Meno aiuti e non per tutti. Sono questi, in estrema sintesi, i cardini della nuova Politica agricola comune 2014-2020: il primo imposto dai tagli al bilancio Ue, il secondo frutto delle scelte nazionali che il Consiglio dei ministri ha ratificato giovedì – dopo un lungo negoziato tra ministero, regioni e associazioni agricole – con l’approvazione del decreto attuativo dell’ultima riforma comunitaria.
Un passaggio che blinda, dopo le recenti polemiche sulla destinazione dei contributi, la strategia scelta dal Mipaaf «per ottimizzare – come dice il ministro Martina – l’utilizzo dei fondi Ue. Abbiamo fatto scelte non banali nel contesto di una riforma che non è quella che avremmo desiderato. Ora sarà importante il lavoro di coordinamento con le regioni, perché fino al 2020 abbiamo a disposizione 52 miliardi», sommando ai 23 miliardi di aiuti diretti (in calo del 18% circa ma con punte del 50 rispetto ai livelli attuali) i fondi (cofinanziati) per lo sviluppo rurale.

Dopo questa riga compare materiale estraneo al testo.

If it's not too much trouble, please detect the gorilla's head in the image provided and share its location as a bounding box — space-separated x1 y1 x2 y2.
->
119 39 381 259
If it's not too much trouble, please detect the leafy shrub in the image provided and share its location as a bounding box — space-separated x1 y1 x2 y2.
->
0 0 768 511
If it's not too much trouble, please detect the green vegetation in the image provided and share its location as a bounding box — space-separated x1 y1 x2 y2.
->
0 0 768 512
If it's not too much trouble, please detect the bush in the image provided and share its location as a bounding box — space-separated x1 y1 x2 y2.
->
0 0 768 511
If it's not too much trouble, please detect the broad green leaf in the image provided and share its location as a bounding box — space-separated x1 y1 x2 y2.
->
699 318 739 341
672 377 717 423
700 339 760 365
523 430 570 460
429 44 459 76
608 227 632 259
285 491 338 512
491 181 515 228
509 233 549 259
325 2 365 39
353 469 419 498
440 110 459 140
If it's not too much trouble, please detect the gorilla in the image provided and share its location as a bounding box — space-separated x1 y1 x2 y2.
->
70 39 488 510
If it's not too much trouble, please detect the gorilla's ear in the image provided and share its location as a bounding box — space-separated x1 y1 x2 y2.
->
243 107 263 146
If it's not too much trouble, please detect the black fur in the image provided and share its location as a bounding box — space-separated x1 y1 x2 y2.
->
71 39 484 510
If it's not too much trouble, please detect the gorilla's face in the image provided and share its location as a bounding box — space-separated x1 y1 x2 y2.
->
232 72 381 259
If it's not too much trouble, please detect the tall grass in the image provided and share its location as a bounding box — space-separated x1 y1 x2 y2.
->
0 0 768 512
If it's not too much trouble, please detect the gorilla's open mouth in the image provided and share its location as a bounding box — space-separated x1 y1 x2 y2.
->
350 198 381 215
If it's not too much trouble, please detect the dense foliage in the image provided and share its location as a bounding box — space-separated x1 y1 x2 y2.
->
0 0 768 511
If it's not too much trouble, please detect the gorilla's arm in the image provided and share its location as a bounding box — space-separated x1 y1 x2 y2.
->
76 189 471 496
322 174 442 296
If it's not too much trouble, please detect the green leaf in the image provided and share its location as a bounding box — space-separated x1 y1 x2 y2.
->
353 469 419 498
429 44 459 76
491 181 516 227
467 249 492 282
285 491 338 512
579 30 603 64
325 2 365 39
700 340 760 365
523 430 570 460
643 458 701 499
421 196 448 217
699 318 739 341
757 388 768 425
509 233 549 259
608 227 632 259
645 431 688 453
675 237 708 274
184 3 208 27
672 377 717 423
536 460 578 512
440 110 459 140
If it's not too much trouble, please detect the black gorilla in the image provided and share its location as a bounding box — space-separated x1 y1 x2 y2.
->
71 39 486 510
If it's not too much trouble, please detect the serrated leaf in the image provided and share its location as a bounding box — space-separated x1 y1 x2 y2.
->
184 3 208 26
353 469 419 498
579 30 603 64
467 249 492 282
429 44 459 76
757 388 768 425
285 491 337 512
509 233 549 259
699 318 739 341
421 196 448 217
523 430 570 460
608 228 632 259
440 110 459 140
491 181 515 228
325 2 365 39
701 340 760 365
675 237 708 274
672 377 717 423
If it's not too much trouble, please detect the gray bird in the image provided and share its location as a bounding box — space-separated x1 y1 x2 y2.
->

Nel merito, il capitolo più controverso resta quello del cosiddetto greening, con vincoli ambientali crescenti per la aziende con almeno 15 ettari che dovranno obbligatoriamente diversificare la produzione a due (o più) colture, destinando inoltre almeno il 5% della superficie aziendale a opere con valenza paesaggistica e ambientale. In pratica un ritorno del vecchio set-aside obbligatorio ma senza la flessibilità che ne aveva fatto un efficace strumento di gestione del mercato. Le penalità arrivano al 30% degli aiuti e le misure sono state oggetto di forti contestazioni da parte agricola in quanto non producono reali benefici per l’ambiente e in molti casi (soprattutto in Italia) sono di difficile applicazione, per non parlare dei controlli.
Con buona pace della sbandierata e necessaria semplificazione. Ma è tutta la riforma che rappresenta una sfida sia per le imprese che per l’amministrazione, con l’Agea (l’organismo pagatore nazionale) chiamata a un lavoro difficile e delicato come la riassegnazione dal 2015 dei diritti all’aiuto in base alle superfici, con l’ingresso di comparti (come vino e ortofrutta) fino a oggi esclusi (in quanto titolari di regimi speciali).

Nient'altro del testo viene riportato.